Pas de nouvelles depuis lundi, certains ont du se dire que j'avais abandonné de vous abreuver de mes écrits. Hélas non ! Il se trouve simplement que j'avais quelqu'un avec qui parler et que c'est quand même beaucoup plus intéressant que de divaguer sur son smartphone. De plus mardi et mercredi nous (et oui parce que je peux dire nous, de nouveau), nous disais-je, sommes restés à Athènes et je suis allé montrer à Annie-Claude quelques-unes des merveilles de cette ville. Je n'allais pas répéter mes posts précédents. Mais depuis ce matin je sens comme des fourmillements au bout des doigts aussi pour les calmer ai-je du recommencer à tapoter. Jeudi 1er mai nous avons filé de bonne heure alors qu'une manifestation gigantesque se préparait. Nous avons d'ailleurs croisé moult cars de "CRS" grecs avec boucliers etc.. 


Direction les météores pour voir ces fameux monastères. 350 km plus loin nous nous arrêtons à Trikala et ce matin, visite des monastères.   Je rassure tous ceux qui se posent la question: plus personne ne monte les 150 m dans un filet suspendu dans le vide. Aujourd'hui tous les monastères sont pourvus d'escaliers. Aussi que Jolithotax et autres cardiaques qui s'ignorent, s'abstiennent. Ils n'y résisteraient pas. Plutôt que de mettre une passerelle ou mieux encore un ascenseur, les popes ont imaginé une forme de rédemption dans la douleur. Astucieux et efficace, on finit de monter ces p... d'escaliers en priant dieu de vous accorder la force y arriver.
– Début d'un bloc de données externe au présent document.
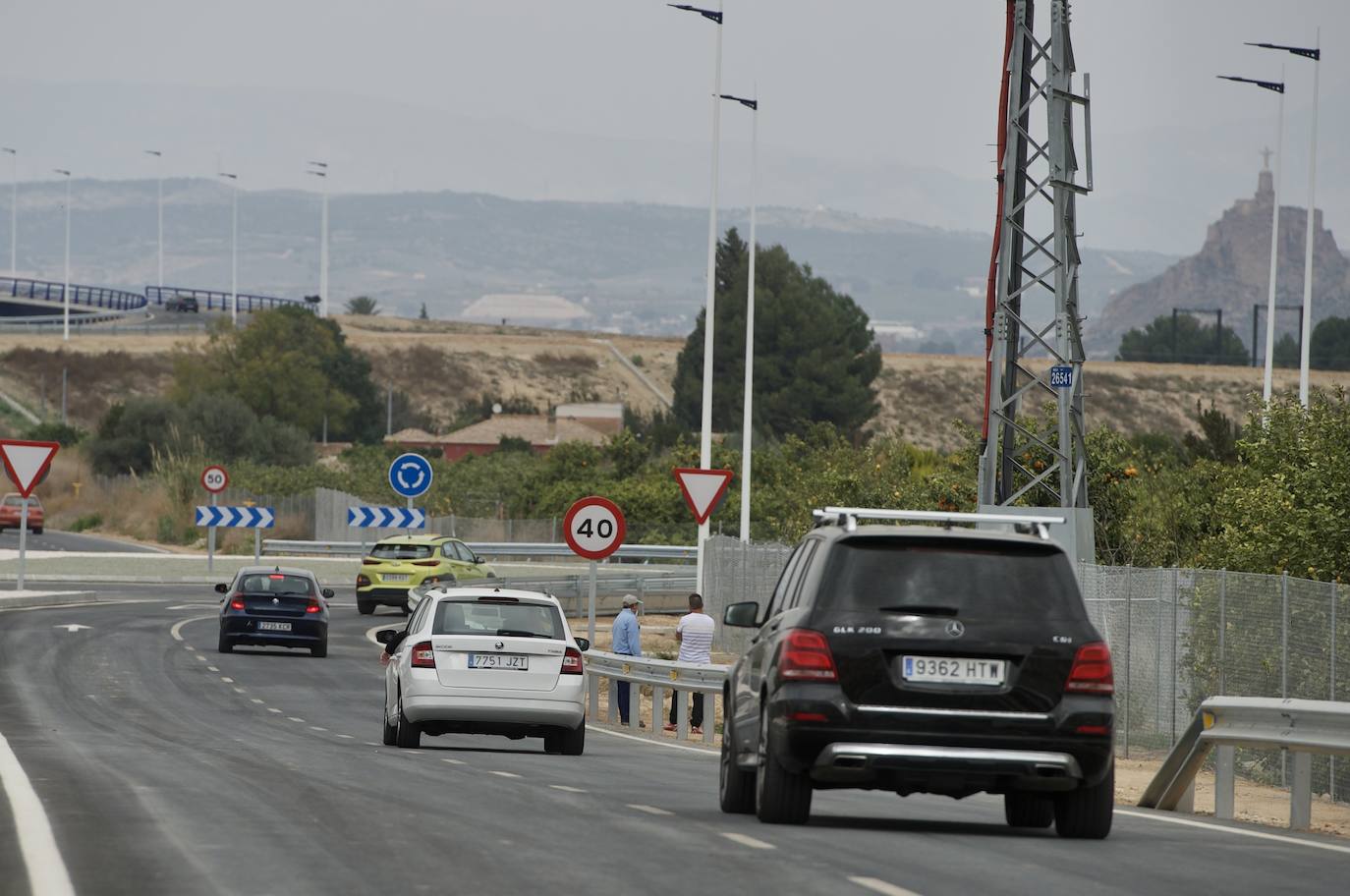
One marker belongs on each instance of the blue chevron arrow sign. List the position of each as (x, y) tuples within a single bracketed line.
[(386, 517), (237, 517)]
Au terme de cette ascension ( sans jeu de mot, ce n'est pas encore la moment) vous vous acquittez d'un droit d'entrée certes modeste mais qui prouve que les popes ne sont pas totalement désintéressés. Et vous avez le droit de parcourir une ou 2 pièces parfois richement peintes (photos verbotten) et d'admirer le superbe point de vue de la plaine en contrebas. Et il y en a du monde qui a hâte de tâter de l'escalier. Malheureusement pour certains d'entre eux qui présentent un certain âge et un embonpoint certain la tache peut s'avérer ardue. Le mieux est d'attendre juste avant l'entrée du monastère et d'observer les pénitents qui arrivent suants et soufflants (c'est mon petit côté cynique qui revient) pour se convaincre que la religion est avant tout une affaire de pouvoir.
C'était Jean-Marc qui se disait qu'il ne fallait pas rester muet plus longtemps muet sous peine de perdre ses lecteurs addicts.